Need a way to teach web technology in short segments? Consider a screencast. Jeanie Phillips at the Chester Andover Elementary School offers basic instruction on searching the library catalog with her short video made with Jing. Jeanie also recommends screencasting with quicktime, available on the newest Mac operating system.
Screencasts make sense for showing library customers how to search the catalog, how to place a reserve, or how to use the Vermont Online Library. Check out some free application sites for making screencasts at MakeUseOf.com
Mary White, director of the Howe Library and previously of the library at Marlboro College, has used the Rapid Reviews format in two different libraries. The Marlboro College version: faculty members and library staff choose favorite books to talk about. The presentations happen before final exams– when students need a quick break.
Mary revamped the idea for outreach in Hanover, NH. She created a program for the Rotary Club by having staff choose favorites a few months in advance; making sure the library had a copy of every book; creating a list in alphabetical order; and then holding the program. At the Rotary meeting, staff members reviewed their books, moving down the list in order.
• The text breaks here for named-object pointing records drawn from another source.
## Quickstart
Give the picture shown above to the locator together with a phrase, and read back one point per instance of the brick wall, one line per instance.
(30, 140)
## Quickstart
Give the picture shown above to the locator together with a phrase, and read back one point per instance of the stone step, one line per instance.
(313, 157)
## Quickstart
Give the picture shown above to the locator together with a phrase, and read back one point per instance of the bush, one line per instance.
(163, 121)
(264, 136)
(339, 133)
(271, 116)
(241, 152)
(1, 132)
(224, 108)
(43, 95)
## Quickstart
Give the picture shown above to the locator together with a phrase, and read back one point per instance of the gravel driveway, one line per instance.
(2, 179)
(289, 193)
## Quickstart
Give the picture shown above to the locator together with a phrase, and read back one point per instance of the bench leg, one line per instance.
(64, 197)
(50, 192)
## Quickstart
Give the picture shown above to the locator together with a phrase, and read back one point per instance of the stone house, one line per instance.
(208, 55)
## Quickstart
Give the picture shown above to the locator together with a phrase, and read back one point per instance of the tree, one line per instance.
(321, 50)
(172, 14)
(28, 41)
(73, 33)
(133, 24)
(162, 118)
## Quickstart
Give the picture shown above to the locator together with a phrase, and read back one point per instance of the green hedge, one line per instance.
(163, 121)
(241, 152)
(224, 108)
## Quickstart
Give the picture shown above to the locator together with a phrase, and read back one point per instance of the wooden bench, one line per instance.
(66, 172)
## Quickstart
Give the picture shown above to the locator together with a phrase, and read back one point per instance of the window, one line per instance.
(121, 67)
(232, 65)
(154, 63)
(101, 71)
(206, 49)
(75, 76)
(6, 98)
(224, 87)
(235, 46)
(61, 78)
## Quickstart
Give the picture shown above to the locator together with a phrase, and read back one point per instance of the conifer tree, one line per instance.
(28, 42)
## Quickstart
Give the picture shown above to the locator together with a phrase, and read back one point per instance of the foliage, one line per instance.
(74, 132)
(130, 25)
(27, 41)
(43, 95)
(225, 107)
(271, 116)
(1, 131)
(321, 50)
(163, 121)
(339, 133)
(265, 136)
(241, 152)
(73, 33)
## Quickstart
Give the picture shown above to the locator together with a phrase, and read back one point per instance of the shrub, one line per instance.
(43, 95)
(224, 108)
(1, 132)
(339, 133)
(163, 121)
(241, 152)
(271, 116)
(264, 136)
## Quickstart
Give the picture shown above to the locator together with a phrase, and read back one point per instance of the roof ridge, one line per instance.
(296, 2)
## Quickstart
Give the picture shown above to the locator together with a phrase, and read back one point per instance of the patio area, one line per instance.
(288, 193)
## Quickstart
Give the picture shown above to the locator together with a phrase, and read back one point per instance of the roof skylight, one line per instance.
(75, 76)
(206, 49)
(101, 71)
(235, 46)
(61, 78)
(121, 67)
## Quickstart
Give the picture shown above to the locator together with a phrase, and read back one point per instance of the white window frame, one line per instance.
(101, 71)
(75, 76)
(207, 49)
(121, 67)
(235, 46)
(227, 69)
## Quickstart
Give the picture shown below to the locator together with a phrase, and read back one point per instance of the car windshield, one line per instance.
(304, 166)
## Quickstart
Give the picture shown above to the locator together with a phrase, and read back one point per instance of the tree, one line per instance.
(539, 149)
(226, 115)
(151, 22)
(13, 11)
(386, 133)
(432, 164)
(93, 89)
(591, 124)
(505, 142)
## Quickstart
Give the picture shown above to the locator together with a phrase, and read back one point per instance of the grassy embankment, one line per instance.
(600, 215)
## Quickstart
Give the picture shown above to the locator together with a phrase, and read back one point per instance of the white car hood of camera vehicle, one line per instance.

After the reviews, Rotarians could check out any of the books on the spot. (Staff just noted names and did the actual work back at the library.) Everyone went home with the list of the books– which included room to jot notes as the reviewers went along.
The Rapid Review format is a quick positive book talk, just enough information to whet the reader’s appetite. Allow about one to two minutes for each book.
Brownell Library held a spelling bee with two teen teams, a staff team, and a trustee team. Kat Redniss, the Young Adult Librarian, printed out word lists from Scripps Howard and gave them to the teams a couple months in advance.
The teams created their own names and slogans, made t-shirts, and trashed talked each other playfully. Teams were able to get sponsors on their own. Sponsors, including local businesses, personal friends, and families, could donate any amount of money.
At the event, the Library held a bake sale with treats baked by staff and trustees, had a bowl out for donations, and held a raffle. People bought raffle tickets and then put their ticket into the container of the team they thought would win. The raffle winner was drawn from the bee winner’s container. The winner got a portion of the money and the library got the rest. (The winner gave most of the money back to the library.) Kat reports, “This was a blast, fun competition, literacy-oriented, and productive! Brownell Library raised over $1100.”
Need resources? Check out the Scripps Howard website for specific directions to hold one of their patented fundraising bees; or try the Merriam Webster website for Scripps Howard word lists. The Scripps Howard website includes ideas to build excitement such as dressing in black and yellow (bees) or showing the documentary “Spellbound.”